Bahkan, perempuan yang berusia 66 tahun ini telah lulus Tes Sertifikasi Nasional untuk bidang Umum dari Bahasa Inggris ke Bahasa Indonesia, bulan April 2019 lalu.
TSN ini diadakan oleh Himpunan Penerjemah Indonesia setiap tahun. Biasanya hanya 10 persen peserta yang lulus.
Di hadapan para peserta seminar Professionals in Localization yang diadakan STBA, Rabu, 4 Desember 2019, kemarin, Ambu, panggilan akrab Ibu Iim, melakukan serah terima sertifikat TSN. Sertifikat tersebut diserahkan oleh Sekretaris Umum Himpunan Penerjemah Indonesia, Ibu Anna Wiksadhara.
Ibu Anna, yang juga dosen dan penerjemah bersertifikat, mengomentari momen inspirasional tersebut, “Tidak ada alasan untuk tidak menuntut ilmu karena tua!” Bahkan, tambahnya, “Profesi ini masih bisa dijalani setelah pensiun.”
Ibu Iim Rogayah, yang juga menjadi pengurus Himpunan Penerjemah Indonesia Komisariat Daerah Jawa Barat, menegaskan bahwa sebagai bentuk pertanggungjawaban profesi, seorang penerjemah dituntut untuk terus meningkatkan kualitas, memperluas jejaring, dan mengikuti ujian.
“Perlu skills dan networking.

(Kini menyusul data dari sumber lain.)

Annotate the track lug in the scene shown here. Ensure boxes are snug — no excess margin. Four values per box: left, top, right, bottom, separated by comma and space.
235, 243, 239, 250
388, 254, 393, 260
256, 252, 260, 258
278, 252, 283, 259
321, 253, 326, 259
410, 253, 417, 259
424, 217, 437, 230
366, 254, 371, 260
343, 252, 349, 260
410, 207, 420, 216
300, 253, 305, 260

Dan salah satu cara untuk menentukan kapasitas penerjemah adalah dengan mengikuti ujian,” ungkapnya di depan sekitar 180 peserta.
Di akhir acara, pembicara lainnya, Bapak Fajar Perdana, memotivasi para peserta seminar untuk mengisi waktu luangnya dengan berlatih demi mengasah keahlian.
Seorang dikatakan profesional jika ia mengisi waktu luangnya dengan latihan untuk meningkatkan kemampuannya.
“Seseorang menjadi profesional adalah ketika ia tidak kerja, ya latihan. Seorang amatir hanya bekerja ketika waktunya saja,” pungkasnya di acara yang dihadiri juga oleh Ketua HPI Komda Jabar, Bapak Eki Qushay Akhwan.
Alhasil, persyaratan-persyaratan tersebut menjadi kebiasaan dan bekal bagi para penerjemah profesional untuk tetap berkarir di usia senja, bahkan setelah pensiun.